I have to admit; I am so late doing this review it’s ridiculous. I’ve had my copy of Melkorka by Joshua Robertson for a long time. It took me longer than it should have to read. So of course, life conspired to keep me from getting this review written for quite a while. Oh well, here it is. Finally.
Melkorka, by Joshua Robertson, is a fantasy novel about Branimir, a Kras. Think little demon like imps for an image. They’re slaves to the Highborn, magic users who rule on Melkorka. Yet, the Highborn are making a mess of things when they trigger a demonic invasion that destroys most of the Highborn in Melkorka. Branimir ends up being the only Kras to survive and is forced on a journey hoping to find a way to win the war.
I absolutely loved Robertson’s world building skills. He created a rich, detailed world I found easy to get lost in. I thought the magic system was beautiful in its functioning. Whenever a Highborn wields magic, they pay for it in years of their lives. Anyone watching a Highborn use their magic can see the user age before their eyes. And the way Robertson built the different islands, with their own populations, creatures, and histories showed just how much work Robertson put into creating this world.
Along with the world building, Robertson did an excellent job of character creation and development. Each character felt complete and real. Branimir started as a cowering creature, to be expected of a slave, but grew to have more of a backbone than even he realized he could have. And I loved Dorofej. His calculated, old-man attitude throughout the book kept me entertained the whole while. And the rest of the Highborn had just as clear personalities, though not nearly as likable, which I appreciated.

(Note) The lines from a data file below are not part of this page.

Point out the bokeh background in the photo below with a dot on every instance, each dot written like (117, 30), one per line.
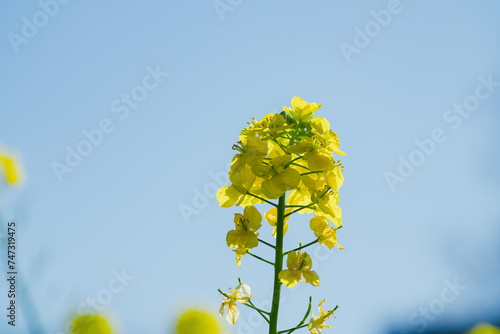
(141, 202)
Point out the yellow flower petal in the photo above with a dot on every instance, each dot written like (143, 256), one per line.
(289, 278)
(311, 277)
(228, 196)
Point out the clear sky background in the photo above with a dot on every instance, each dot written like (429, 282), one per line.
(119, 208)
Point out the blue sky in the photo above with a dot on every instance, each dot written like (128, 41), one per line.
(119, 208)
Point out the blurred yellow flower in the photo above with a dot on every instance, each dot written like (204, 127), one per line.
(241, 294)
(10, 168)
(197, 322)
(90, 324)
(301, 111)
(484, 328)
(299, 269)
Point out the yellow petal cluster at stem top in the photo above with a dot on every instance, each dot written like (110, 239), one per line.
(286, 154)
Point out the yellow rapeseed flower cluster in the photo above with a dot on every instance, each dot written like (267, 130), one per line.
(288, 153)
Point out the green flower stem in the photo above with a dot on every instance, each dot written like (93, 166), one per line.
(266, 243)
(298, 248)
(265, 200)
(249, 304)
(258, 257)
(301, 208)
(278, 266)
(302, 322)
(261, 312)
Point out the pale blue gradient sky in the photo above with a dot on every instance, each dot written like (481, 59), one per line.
(120, 207)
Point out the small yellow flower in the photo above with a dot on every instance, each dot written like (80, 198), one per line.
(197, 322)
(316, 324)
(484, 328)
(299, 269)
(326, 235)
(272, 218)
(90, 324)
(301, 111)
(10, 168)
(241, 294)
(244, 236)
(278, 179)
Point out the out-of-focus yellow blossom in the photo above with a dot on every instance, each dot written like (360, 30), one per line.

The last thing I have to comment on is that I found the underlying moral questions in the story a beautiful addition to the story itself. Not only does Branimir get challenged in what he has always believed to be moral, the questions make the reader think about their own morals and beliefs.
There were a few times, for example in the opening chapters, where it felt like there could have been more help for the reader to understand what was going on. It opens with the Highborn about to execute one of their own for alleged heinous crimes. We are thrust so fast into the action, though, it was at times overwhelming and challenging to figure out the world and the politics of the story.

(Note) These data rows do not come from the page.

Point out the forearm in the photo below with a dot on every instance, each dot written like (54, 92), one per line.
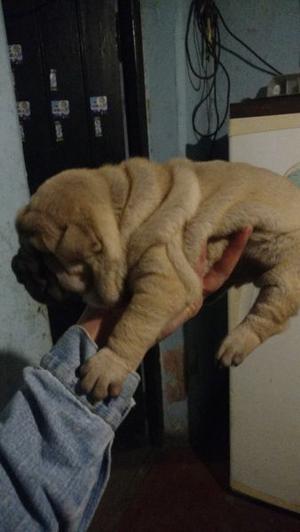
(54, 445)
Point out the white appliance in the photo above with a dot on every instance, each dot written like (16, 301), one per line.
(265, 389)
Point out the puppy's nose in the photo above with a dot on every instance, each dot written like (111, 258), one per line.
(18, 268)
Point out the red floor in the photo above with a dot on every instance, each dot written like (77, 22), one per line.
(173, 491)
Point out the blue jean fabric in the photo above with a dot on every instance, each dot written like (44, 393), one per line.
(55, 446)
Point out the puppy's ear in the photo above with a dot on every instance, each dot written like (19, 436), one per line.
(77, 244)
(38, 229)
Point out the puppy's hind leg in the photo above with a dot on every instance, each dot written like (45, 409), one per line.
(277, 301)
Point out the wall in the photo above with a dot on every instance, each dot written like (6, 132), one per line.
(24, 330)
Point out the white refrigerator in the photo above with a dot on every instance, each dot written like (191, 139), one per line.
(265, 389)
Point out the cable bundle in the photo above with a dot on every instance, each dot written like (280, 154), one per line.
(203, 28)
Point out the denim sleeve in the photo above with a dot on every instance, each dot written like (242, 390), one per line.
(55, 447)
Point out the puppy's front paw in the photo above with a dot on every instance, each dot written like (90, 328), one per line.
(103, 374)
(236, 347)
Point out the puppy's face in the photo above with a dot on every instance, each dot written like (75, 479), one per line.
(70, 243)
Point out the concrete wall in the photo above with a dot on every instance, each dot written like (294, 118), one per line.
(24, 329)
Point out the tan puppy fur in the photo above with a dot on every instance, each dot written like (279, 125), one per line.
(136, 229)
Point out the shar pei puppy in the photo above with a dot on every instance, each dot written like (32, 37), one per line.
(134, 230)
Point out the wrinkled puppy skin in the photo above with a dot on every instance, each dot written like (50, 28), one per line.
(138, 227)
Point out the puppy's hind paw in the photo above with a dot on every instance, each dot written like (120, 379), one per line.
(236, 347)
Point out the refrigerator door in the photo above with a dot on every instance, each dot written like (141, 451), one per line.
(265, 389)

The other thing I found to be odd about this story is that even as fast as we are thrown into the action, the pacing at times felt like it dragged. I’m not quite sure how to explain this. The best I can say is that there were spots where I struggled to stay engaged in the story despite all the things I appreciated about it.
For those who love a sword and sorcery fantasy that errs on the darker side of things, Melkorka is the book for you. While I found a couple challenges reading the book, the positives outweighed them. It is worth the read, that’s for certain. You won’t be disappointed.